Entre temps; le parti, exsangue financièrement et feignant de le découvrir, décide de couper toute aide financière à ses fédérations, afin de préparer la campagne présidentielle. Il faudra serrer la vis, encore, mais on se débrouillera. Et puis si on a quelques élu·es, ça devrait aller.

Le coup fatal

La campagne régionale coïncide avec la levée progressive des mesures sanitaires. Nous voilà libres de militer enfin, de nous lancer corps et âme dans cette campagne. Personne ne compte ses heures, son énergie pour espérer, enfin, redresser la barre. Après 6 ans de souffrance, l’heure est enfin venue, sans optimisme démesuré, de faire rentrer à nouveau la gauche et les écologistes dans l’hémicycle régional et de faire enfin exister nos idées dans le débat. Il y a cette menace, sourde d’abord, puis alimentée par les médias, d’un duel entre la droite et le RN. Mais nous voilà persuadé·es que les citoyen·nes ont envie d’entendre parler d’avenir, d’espoir, de leur vie quotidienne et de comment nous espérons la changer.

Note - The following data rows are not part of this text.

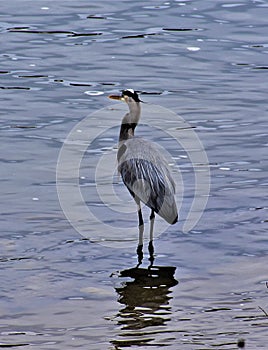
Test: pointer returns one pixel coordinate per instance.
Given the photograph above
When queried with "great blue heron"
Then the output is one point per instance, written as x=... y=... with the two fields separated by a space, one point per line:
x=143 y=169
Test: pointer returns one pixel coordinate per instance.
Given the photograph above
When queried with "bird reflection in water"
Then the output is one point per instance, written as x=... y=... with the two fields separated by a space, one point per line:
x=145 y=294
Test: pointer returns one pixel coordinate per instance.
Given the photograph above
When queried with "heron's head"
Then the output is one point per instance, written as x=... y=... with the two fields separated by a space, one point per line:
x=129 y=96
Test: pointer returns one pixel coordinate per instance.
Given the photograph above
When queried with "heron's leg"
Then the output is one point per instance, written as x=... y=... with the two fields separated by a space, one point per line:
x=150 y=246
x=141 y=230
x=141 y=224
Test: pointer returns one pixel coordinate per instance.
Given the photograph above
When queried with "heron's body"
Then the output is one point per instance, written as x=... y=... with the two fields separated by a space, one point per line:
x=146 y=174
x=143 y=168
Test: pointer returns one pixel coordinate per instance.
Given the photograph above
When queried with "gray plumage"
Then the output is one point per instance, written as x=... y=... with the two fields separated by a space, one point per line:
x=143 y=168
x=146 y=174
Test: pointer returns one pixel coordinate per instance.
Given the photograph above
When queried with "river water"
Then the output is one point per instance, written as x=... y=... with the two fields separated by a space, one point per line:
x=71 y=284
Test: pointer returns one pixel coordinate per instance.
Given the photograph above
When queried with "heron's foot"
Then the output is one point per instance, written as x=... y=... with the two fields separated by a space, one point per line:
x=140 y=254
x=151 y=252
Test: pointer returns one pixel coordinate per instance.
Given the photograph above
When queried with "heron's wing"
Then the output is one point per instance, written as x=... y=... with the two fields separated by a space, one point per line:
x=150 y=183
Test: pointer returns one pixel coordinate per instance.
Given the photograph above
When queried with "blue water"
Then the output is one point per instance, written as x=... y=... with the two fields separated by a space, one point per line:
x=205 y=61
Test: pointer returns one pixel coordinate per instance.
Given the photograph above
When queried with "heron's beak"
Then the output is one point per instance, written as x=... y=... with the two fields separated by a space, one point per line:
x=116 y=97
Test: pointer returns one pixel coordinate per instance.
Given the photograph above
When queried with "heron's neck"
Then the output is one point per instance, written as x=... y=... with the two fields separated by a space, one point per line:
x=130 y=122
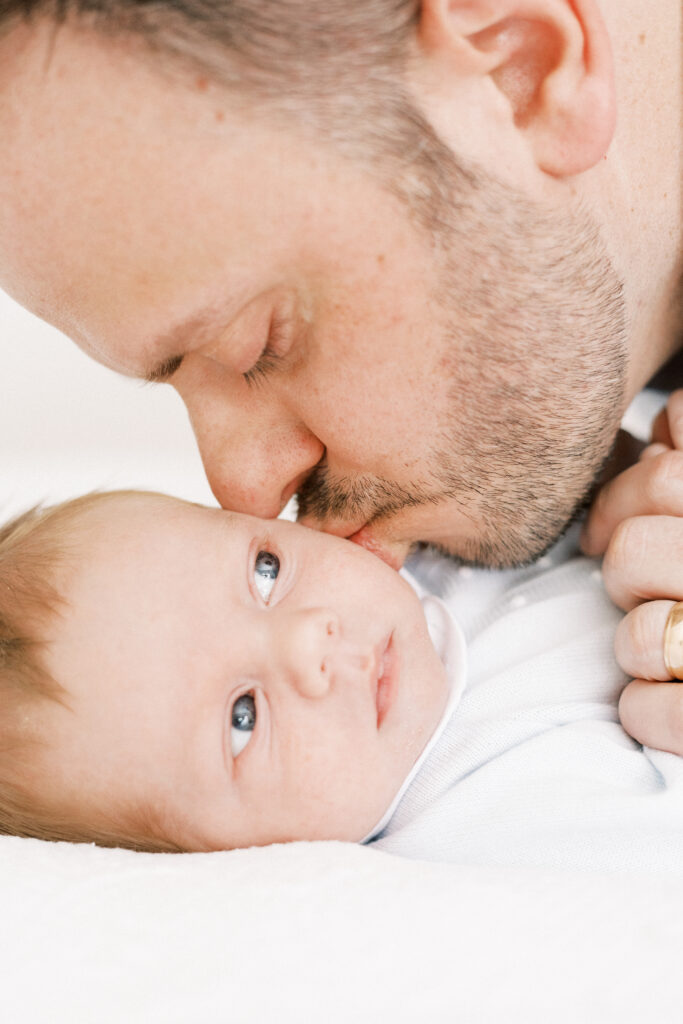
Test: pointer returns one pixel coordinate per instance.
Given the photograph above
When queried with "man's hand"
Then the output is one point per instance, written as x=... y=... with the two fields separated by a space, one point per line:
x=637 y=522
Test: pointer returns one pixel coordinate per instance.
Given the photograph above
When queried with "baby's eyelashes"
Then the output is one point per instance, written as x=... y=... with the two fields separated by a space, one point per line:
x=266 y=570
x=243 y=723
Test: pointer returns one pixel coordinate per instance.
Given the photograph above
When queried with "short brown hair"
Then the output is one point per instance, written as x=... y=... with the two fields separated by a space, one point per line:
x=36 y=549
x=333 y=69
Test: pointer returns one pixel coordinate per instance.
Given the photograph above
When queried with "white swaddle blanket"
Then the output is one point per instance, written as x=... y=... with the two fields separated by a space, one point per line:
x=534 y=767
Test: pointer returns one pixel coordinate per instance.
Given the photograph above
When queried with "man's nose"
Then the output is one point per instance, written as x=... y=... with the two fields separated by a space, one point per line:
x=306 y=641
x=256 y=453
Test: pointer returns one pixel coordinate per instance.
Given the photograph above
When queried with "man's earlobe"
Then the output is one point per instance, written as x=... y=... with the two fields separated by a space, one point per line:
x=550 y=58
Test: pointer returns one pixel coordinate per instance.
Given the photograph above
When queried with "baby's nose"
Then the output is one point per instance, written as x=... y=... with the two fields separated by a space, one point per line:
x=309 y=639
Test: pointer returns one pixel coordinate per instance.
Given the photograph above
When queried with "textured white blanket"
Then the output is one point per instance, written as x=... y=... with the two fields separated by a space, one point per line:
x=331 y=933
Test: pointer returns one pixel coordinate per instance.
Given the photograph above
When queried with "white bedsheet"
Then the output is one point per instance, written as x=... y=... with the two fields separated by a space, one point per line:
x=327 y=932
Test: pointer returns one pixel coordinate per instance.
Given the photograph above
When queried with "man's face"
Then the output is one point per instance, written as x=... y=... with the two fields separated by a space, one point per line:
x=407 y=390
x=250 y=681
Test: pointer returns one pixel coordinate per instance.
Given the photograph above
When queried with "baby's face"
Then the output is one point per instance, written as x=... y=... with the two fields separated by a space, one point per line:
x=251 y=681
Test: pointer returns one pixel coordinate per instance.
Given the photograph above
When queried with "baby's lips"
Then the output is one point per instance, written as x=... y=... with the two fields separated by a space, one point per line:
x=393 y=553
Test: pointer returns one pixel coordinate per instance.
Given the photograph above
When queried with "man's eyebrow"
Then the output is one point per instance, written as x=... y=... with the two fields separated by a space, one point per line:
x=164 y=370
x=200 y=327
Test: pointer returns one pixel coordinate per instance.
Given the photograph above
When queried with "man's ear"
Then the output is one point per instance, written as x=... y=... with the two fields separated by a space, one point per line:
x=550 y=58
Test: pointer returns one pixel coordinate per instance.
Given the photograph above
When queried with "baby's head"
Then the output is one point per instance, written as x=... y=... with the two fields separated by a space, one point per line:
x=180 y=678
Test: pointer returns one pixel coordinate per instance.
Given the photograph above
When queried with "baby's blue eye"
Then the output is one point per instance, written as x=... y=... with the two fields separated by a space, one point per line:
x=244 y=722
x=266 y=567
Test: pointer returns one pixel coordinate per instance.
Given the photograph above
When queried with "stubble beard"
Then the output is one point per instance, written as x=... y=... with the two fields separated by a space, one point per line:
x=537 y=367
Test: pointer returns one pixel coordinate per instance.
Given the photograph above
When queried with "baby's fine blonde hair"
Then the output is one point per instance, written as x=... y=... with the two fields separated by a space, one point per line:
x=37 y=549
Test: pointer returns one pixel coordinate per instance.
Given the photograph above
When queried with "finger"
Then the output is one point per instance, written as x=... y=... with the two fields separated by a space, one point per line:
x=652 y=486
x=652 y=714
x=652 y=450
x=660 y=431
x=668 y=426
x=639 y=641
x=644 y=560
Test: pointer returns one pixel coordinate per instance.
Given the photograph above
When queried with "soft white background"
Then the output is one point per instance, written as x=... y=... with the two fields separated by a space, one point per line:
x=69 y=425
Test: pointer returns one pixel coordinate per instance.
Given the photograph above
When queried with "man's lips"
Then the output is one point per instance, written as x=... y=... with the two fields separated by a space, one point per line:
x=387 y=678
x=365 y=539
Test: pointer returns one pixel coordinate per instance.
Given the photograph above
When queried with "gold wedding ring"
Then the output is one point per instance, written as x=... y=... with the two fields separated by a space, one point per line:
x=673 y=642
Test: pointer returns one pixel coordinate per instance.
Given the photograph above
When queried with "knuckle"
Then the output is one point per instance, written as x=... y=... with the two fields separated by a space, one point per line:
x=638 y=639
x=664 y=472
x=675 y=414
x=627 y=548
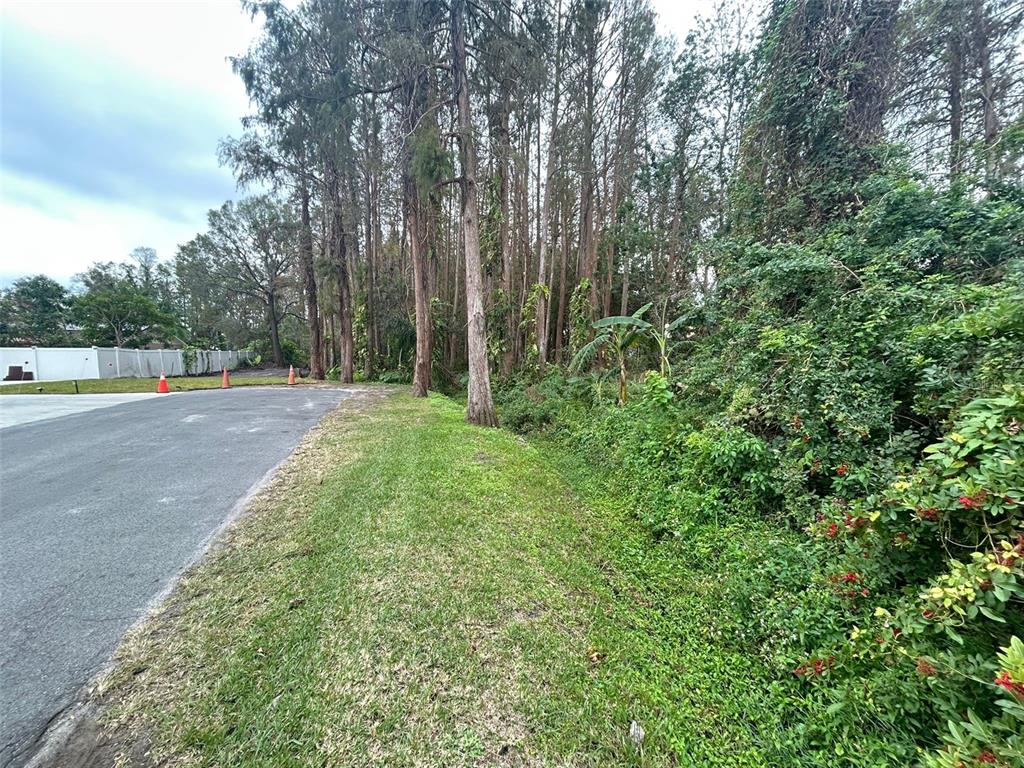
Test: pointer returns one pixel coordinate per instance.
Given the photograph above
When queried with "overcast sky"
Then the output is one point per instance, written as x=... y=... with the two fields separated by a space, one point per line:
x=110 y=117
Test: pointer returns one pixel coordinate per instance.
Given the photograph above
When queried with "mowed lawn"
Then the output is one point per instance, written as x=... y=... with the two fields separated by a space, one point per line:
x=101 y=386
x=413 y=590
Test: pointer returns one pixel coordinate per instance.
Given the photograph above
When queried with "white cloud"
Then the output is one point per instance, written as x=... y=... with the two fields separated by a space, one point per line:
x=80 y=185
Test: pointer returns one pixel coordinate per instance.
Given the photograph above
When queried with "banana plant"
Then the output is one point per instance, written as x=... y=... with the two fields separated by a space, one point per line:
x=619 y=333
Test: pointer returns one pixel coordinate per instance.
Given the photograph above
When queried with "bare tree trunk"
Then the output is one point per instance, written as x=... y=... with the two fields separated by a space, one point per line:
x=421 y=290
x=271 y=320
x=990 y=121
x=344 y=288
x=309 y=281
x=560 y=320
x=955 y=57
x=479 y=409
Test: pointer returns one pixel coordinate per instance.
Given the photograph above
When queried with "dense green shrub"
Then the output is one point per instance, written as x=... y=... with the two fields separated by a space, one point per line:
x=841 y=449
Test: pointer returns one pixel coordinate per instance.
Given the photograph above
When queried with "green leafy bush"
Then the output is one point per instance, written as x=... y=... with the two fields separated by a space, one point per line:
x=840 y=451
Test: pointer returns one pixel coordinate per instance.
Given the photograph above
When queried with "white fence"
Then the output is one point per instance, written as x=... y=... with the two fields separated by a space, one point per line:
x=56 y=364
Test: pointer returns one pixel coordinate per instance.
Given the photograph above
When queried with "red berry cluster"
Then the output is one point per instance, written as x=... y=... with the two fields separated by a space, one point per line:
x=814 y=667
x=1011 y=557
x=1005 y=681
x=975 y=501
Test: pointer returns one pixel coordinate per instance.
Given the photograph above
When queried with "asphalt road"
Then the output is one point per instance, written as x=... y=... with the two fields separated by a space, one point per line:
x=100 y=510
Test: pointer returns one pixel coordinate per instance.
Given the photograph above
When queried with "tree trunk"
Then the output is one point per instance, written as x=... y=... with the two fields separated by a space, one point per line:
x=309 y=281
x=421 y=290
x=560 y=318
x=341 y=259
x=480 y=409
x=955 y=56
x=990 y=121
x=271 y=320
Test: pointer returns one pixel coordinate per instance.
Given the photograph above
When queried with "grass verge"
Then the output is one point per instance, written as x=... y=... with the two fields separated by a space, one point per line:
x=412 y=590
x=103 y=386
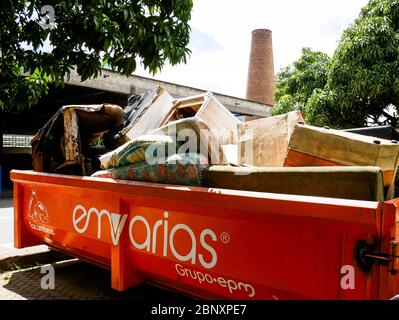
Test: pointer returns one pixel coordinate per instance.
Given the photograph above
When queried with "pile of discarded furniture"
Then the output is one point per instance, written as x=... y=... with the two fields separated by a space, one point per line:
x=196 y=141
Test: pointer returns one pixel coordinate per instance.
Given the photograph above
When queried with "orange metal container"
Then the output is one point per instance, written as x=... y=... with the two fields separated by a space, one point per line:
x=210 y=243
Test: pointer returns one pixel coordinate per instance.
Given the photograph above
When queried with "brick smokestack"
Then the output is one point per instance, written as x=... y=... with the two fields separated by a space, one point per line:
x=261 y=82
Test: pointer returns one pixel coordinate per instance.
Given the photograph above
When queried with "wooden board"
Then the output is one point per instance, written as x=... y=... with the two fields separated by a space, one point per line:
x=311 y=146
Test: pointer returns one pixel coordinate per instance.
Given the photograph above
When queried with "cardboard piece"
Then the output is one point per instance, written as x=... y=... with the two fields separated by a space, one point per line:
x=208 y=109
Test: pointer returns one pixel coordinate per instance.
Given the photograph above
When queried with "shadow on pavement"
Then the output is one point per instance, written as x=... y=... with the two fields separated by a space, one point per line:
x=75 y=280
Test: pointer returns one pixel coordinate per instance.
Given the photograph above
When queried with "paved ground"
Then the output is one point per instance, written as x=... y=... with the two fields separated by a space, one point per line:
x=75 y=280
x=7 y=233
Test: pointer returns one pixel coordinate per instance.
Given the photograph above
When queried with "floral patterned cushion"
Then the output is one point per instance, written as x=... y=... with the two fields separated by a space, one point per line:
x=180 y=169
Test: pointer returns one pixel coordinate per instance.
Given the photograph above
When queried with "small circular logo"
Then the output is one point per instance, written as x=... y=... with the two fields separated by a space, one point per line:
x=225 y=237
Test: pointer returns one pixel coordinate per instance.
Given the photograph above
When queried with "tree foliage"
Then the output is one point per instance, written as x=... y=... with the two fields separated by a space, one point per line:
x=86 y=36
x=362 y=84
x=296 y=83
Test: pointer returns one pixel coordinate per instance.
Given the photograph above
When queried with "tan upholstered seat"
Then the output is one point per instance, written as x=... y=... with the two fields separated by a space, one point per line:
x=358 y=183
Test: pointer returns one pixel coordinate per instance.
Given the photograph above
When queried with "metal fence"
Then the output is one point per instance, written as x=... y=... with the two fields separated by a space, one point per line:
x=16 y=140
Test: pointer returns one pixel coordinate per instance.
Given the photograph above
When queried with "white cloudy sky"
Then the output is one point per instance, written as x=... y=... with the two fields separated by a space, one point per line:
x=221 y=37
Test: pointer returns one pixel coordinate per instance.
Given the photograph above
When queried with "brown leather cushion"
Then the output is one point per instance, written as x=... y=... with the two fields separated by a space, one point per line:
x=357 y=183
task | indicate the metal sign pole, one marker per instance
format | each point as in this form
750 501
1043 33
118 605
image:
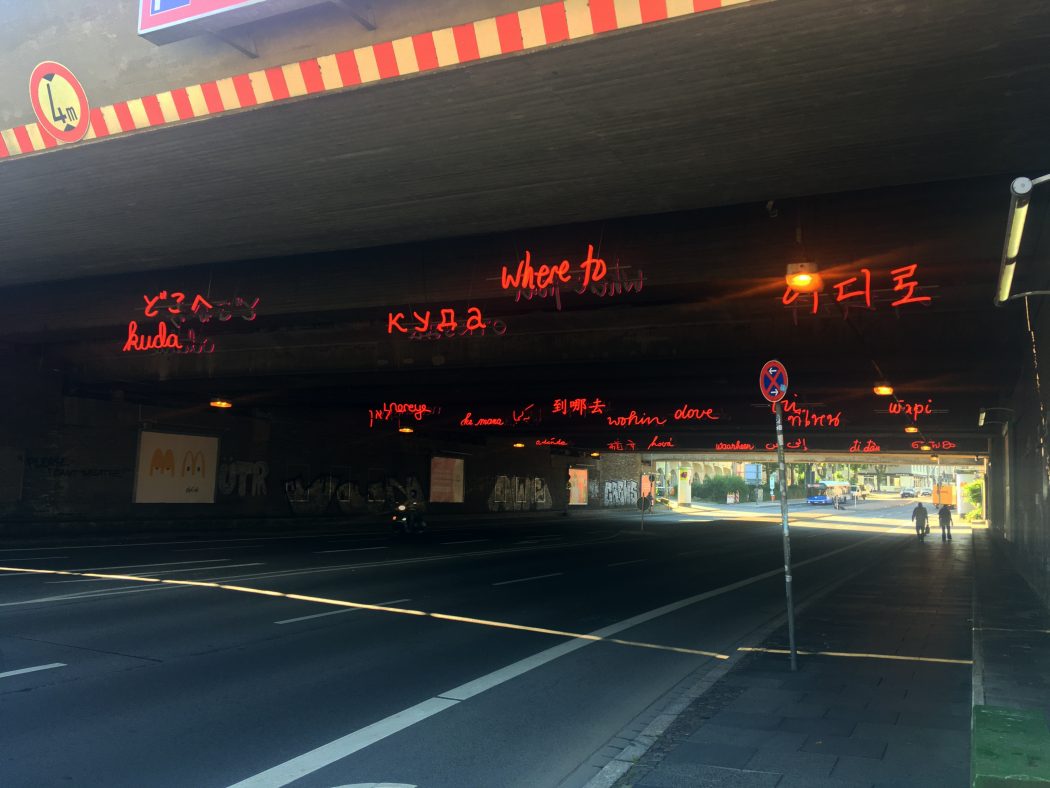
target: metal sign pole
782 481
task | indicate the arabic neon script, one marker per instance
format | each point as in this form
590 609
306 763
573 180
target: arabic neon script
161 340
903 283
804 417
867 448
912 409
946 446
392 410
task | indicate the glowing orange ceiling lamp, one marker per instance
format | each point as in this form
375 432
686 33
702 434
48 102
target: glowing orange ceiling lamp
803 277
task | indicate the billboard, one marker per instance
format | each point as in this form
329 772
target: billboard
446 480
173 468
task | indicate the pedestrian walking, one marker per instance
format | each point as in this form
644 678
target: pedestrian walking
945 517
921 517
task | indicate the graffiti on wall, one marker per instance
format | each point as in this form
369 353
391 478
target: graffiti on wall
316 498
244 477
621 493
520 494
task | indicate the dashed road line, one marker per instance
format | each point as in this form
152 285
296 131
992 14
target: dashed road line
32 669
529 579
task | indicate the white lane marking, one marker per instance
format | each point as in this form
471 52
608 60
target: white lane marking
155 574
140 565
528 579
32 669
337 613
348 745
326 535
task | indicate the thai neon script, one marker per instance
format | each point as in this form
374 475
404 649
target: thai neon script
633 419
475 322
912 409
803 417
579 407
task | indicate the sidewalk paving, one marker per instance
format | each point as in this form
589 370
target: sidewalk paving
842 722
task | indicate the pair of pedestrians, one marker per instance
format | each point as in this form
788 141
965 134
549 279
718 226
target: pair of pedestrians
921 518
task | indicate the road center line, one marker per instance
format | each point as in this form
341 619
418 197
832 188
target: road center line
527 579
32 669
337 613
348 745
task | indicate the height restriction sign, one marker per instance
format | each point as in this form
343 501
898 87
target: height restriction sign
773 381
59 102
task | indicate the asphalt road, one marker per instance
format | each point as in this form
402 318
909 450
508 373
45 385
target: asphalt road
154 684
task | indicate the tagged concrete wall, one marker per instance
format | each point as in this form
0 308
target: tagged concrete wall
99 42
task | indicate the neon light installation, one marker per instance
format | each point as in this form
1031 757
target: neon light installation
695 414
868 447
391 411
912 409
469 420
903 282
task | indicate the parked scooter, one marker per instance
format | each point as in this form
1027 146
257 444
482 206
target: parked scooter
407 518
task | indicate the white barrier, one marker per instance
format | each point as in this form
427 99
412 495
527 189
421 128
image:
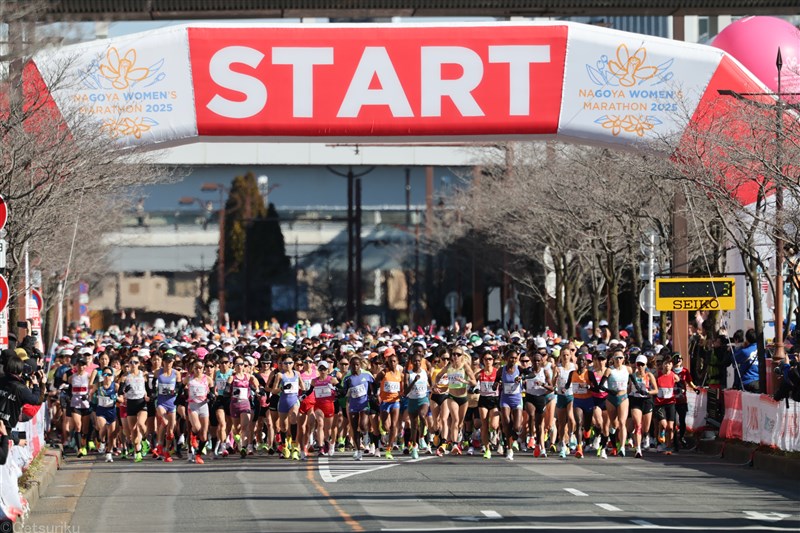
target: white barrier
765 421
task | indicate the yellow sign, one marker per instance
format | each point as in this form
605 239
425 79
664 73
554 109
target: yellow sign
695 294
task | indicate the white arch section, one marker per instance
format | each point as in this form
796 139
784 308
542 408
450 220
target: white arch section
392 82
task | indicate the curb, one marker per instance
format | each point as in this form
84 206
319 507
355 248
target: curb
51 462
752 455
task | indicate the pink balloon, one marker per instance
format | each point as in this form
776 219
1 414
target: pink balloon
754 41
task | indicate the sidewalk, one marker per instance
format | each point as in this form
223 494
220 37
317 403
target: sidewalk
773 461
51 462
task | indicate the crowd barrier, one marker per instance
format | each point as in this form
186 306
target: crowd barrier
12 505
758 418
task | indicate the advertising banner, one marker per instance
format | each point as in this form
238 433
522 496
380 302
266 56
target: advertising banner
442 82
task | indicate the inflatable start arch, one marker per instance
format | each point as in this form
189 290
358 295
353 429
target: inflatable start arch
392 82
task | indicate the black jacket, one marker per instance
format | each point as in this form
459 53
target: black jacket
13 395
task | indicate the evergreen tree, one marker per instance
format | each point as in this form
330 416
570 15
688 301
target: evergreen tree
255 253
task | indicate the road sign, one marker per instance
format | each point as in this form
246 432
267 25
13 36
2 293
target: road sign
695 294
3 293
36 296
3 212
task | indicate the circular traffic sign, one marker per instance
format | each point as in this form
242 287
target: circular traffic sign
3 293
3 213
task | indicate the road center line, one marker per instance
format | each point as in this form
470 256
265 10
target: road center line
608 507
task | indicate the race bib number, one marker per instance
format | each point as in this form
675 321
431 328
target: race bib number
359 391
487 388
136 391
105 401
580 388
197 391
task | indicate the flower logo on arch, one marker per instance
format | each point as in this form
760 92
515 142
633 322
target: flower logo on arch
121 71
629 68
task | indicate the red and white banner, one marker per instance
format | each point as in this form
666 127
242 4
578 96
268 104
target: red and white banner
698 410
438 82
760 419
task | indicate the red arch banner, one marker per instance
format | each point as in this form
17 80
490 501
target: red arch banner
392 82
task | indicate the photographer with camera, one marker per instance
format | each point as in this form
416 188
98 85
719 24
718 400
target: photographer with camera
19 385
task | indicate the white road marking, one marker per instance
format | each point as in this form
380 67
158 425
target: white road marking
553 527
608 507
331 472
769 517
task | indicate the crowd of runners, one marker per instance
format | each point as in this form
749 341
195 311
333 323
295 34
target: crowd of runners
201 395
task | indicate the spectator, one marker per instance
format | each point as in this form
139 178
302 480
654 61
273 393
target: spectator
746 359
15 392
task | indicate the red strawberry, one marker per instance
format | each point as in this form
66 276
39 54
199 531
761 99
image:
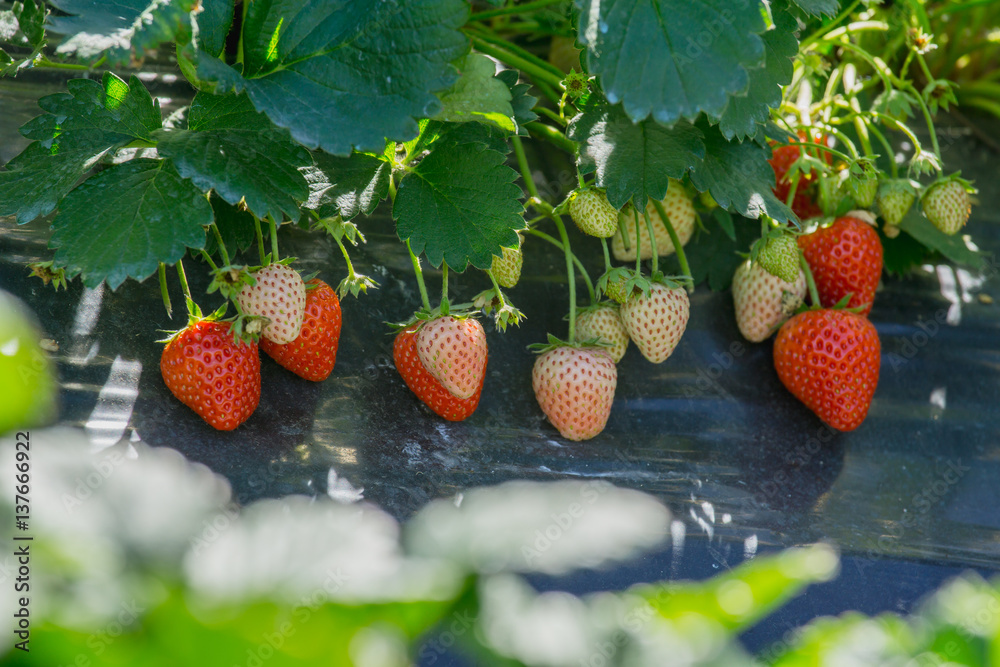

Les résultats du 1er tour étonnent et laissent la place à un espoir de rentrer à nouveau dans l’hémicycle régional… espoir vite douchés par les dirigeants de nos grands partis, qui, après nous avoir ignorés, coupés les vivres, laissés nous débrouiller pour reconstruire nos organisations, recréer les liens avec les partenaires, vivre tout simplement, et étant eux-mêmes incapables de proposer une ligne claire à nos formations, menacent désormais d’exclusion toutes celles et ceux qui participeraient à cette aventure du second tour.

Bien sûr, la pression sera trop forte sur nos candidat·es, qui, la mort dans l’âme, annoncent le retrait de cette liste. Nous n’aurons pas plus d’élu·es qu’avant, pas un rond, pas plus d’aide non plus … Et des militants·es pour la plupart définitivement découragé·es de se battre, y compris contre leurs propres instances.

Bizarrement, ces mêmes dirigeants qui nous ignorent, ignorent nos attentes, nos états d’âme, les particularités de nos territoires qui rendent l’action militante si difficile dans notre Région, ne manquent ni de moyens, ni d’imagination pour nous faire parvenir leur prose .. Je m’interroge sur le coût de cette initiative, pour un parti désargenté. Et quel manque de délicatesse de dire “Je sais pouvoir compter sur toi” à des militants·es qu’on a lâchement abandonné la veille.

Et maintenant ?

Et maintenant, je ne sais pas. Cette défaite me laisse un goût amer dans la bouche, très amer. J’ai perdu la foi, l’envie de me battre, de défendre mes idées et mes idéaux, de lutter face aux vents contraires. Les plus douloureux étant ceux qui viennent de mon propre parti, mes propres dirigeants.

Je m’interroge : ne voient-ils pas ce qu’il se passe dans les territoires, sont-ils naïfs, où ne veulent-ils pas le voir ? Dans les deux cas, c’est inquiétant. Inquiétant pour l’avenir de ma famille politique, inquiétant pour l’avenir de la gauche. Si elle meurt par ici, la gangrène risque de se propager … dans tout le pays. Et personne ne pourra plus compter sur ses militant·es, ses électrices et électeurs pour les protéger de la menace qui se propage … Quant à mon propre engagement, je dois y réfléchir. L’été porte conseil.

2 commentaires

  1. mais sociologiquement la région n’est elle de plus en plus pas un réservoir de droite ? un grand nombre de vieux qui ont du patrimoine se déplacent dans le sud et ils sont bien plus facilement conservateurs si ce n’est réactionnaires ou moisis.(j’en connais et ce sont des LGBT ce qui est encore plus pénible) En tout cas ton post secoue, je ne me moque pas : je sais que militer c’est donner sans compter son temps personnel pour voir d’autre en profiter quelques années plus tard en espérant participer à un truc collectif qui change d’un iota les choses (ou + soyons fous) et pas du top-down permanent. Là le solde est négatif et amplement. Mais ceux là ne voient-ils pas ce qu’il se passe dans les territoires, sont-ils naïfs, où ne veulent-ils pas le voir ? sont ils encore doté de salaires > 10K€/mensuels ?

    Et méfiance, les zinsoumis vont vous sauter dessus pour vous dire qu’ils vous aiment bien, que ce n’est pas de votre faute, et hop une morsure dans le coup et votre compte est bon.